Using Excel, organize the data to prepare for analysis. Ensure that each field (Student ID, Name, Major, Grade, Gender, Age, Class Status) is clearly labeled in the dataset.
PART ONE:
PivotTable Creation:
- Create a PivotTable to analyze the distribution of students across different majors.
- Set the ‘Major’ field as the rows of the PivotTable.
- In the PivotTable, calculate the frequency (count) of students in each major. Display this count in a column labeled ‘Frequency’.
- Add a new column in the PivotTable for ‘Relative Frequency’. Calculate the relative frequency for each major by dividing the frequency of each major by the total number of students. Format this column as a percentage.
Interpretation: Based on the frequency distribution table, which major has the highest number of students? Which major has the least? What is the relative frequency of students in the most popular major?
Visualization
- Create a bar chart using the PivotTable data to visually represent the frequency of students in each major.
- Create a pie chart to represent the relative frequency distribution of students across the majors.
- Write a brief analysis (150-200 words) summarizing the distribution of majors among the students. Discuss any patterns you observe and suggest possible reasons for these patterns. Consider the implications for the universitys course offerings and resource allocation.
- Suggest at least one strategy the university could use to better balance the distribution of students across different majors, if needed.
Video: Using Pivot Tables for Categorical Data in Excel
PART TWO:
Creating a Frequency Distribution Table
- Use Excel’s PivotTable feature to construct a frequency distribution table for the “Grade” variable.
-
- Include the following columns in the PivotTable:
- Grade Ranges: Define appropriate grade ranges (bins) for grouping the data.
- (Refer to the instructions in the video below to determine the number of classes, class limits, and class width for the grades)
- Frequency: Count the number of students falling within each grade range.
- Relative Frequency (Percentage): Calculate the relative frequency for each grade range, expressed as a percentage of the total number of students.
- Cumulative Frequency: Calculate the cumulative frequency by summing the frequencies of the current and all preceding grade ranges.
- Percent Cumulative Frequency: Calculate the percent cumulative frequency by dividing the cumulative frequency by the total number of students, then multiplying by 100.
- Grade Ranges: Define appropriate grade ranges (bins) for grouping the data.
- Include the following columns in the PivotTable:
- Data Visualization
- Histogram: Create a histogram using the PivotTable data to visualize the distribution of grades. Ensure that the bins are set appropriately to effectively display the spread of grades.
- Cumulative Frequency Graph (Ogive): Construct a cumulative frequency graph to visualize the cumulative frequency distribution. Plot the cumulative frequencies on the y-axis and the upper boundaries of the grade bins on the x-axis.
- Interpreting the Results:
- Which grade range has the highest frequency of students?
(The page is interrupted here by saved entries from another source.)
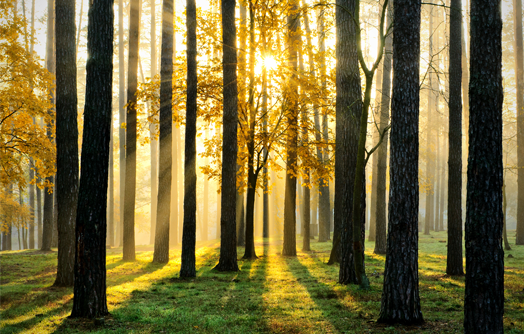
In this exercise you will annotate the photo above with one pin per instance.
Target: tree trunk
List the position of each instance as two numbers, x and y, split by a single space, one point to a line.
293 39
348 113
152 130
228 250
131 125
519 74
90 260
47 228
161 253
189 234
484 298
66 139
382 152
324 221
400 295
122 119
454 256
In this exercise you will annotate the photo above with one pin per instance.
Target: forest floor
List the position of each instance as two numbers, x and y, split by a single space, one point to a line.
273 294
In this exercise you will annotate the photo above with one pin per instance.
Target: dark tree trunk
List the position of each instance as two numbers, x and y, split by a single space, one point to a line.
484 298
519 71
348 112
382 152
122 119
252 175
66 139
189 234
400 296
290 200
130 184
47 228
161 253
90 259
324 206
454 256
228 219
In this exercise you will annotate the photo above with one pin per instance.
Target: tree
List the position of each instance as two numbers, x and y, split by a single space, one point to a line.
349 110
130 184
228 240
380 224
122 119
47 228
519 74
400 296
161 254
66 139
189 233
89 299
293 38
454 256
484 298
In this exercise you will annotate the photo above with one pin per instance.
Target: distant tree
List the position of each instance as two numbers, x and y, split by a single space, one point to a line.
66 139
89 299
293 38
161 253
400 295
484 298
189 233
454 255
228 239
519 74
130 184
349 110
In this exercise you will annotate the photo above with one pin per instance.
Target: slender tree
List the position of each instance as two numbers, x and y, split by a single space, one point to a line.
189 234
130 183
47 228
122 118
348 113
382 154
400 296
161 253
228 250
484 299
90 259
519 74
66 139
454 256
293 38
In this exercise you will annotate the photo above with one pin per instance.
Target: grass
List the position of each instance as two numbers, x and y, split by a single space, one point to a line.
273 294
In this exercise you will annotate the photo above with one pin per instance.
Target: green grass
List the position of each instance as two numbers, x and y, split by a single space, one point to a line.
273 294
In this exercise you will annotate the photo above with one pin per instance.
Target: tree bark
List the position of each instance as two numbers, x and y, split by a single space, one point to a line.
519 74
348 112
189 233
382 154
454 256
131 126
484 298
47 228
400 296
228 250
89 299
66 139
161 253
293 39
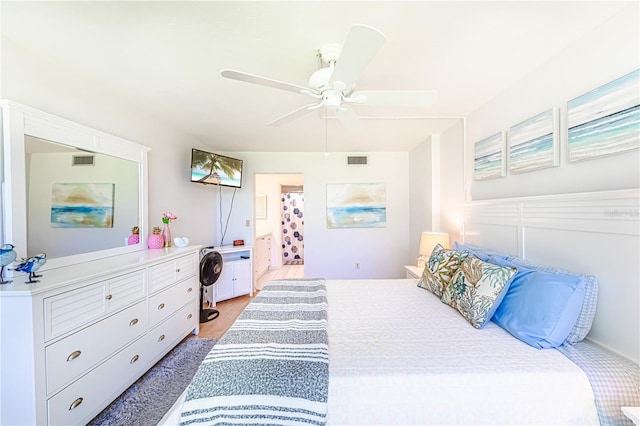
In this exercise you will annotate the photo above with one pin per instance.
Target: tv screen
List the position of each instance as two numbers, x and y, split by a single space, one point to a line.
215 169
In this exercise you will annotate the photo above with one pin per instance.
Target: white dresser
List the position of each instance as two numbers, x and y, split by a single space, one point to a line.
77 339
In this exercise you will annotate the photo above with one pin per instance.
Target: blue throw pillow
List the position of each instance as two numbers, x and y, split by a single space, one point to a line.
540 308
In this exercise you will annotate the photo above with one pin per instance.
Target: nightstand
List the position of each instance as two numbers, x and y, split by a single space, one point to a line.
413 271
633 413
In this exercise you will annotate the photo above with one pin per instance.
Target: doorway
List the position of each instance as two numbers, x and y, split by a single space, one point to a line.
292 215
279 225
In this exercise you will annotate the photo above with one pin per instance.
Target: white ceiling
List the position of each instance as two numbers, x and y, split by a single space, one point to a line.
166 58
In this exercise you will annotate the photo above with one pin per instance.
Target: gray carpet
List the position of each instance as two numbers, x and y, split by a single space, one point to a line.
148 399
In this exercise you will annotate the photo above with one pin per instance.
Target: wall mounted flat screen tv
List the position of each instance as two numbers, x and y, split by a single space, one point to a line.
215 169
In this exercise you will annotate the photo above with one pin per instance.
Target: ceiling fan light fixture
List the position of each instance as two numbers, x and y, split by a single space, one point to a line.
330 52
320 78
332 100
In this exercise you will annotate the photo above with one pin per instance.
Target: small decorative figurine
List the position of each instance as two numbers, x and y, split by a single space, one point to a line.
31 265
134 238
7 256
155 240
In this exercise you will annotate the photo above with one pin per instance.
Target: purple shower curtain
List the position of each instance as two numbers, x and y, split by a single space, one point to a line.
292 228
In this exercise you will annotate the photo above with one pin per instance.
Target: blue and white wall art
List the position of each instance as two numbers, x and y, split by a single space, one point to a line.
533 143
488 159
356 205
82 205
605 120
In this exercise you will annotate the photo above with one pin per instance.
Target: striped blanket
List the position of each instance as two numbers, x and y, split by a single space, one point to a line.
272 365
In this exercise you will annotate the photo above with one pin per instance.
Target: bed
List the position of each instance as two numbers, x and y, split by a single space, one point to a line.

What does this indicate about the overall performance level?
- How does the cumulative frequency distribution help in understanding the grade data? For example, how many students scored below a particular grade range?
- What does the relative frequency tell you about the distribution of grades? Are there any grade ranges with notably higher or lower frequencies?
- Analyze the frequency distribution table and the visualizations to answer the following questions:
- Implications and Insights
- Based on the histogram, discuss the central tendency and variability in the grades. Is the distribution skewed in any direction, and what might this suggest about student performance?
- Analyze the cumulative frequency graph to identify any patterns or trends. For example, does a significant number of students score above or below a particular threshold?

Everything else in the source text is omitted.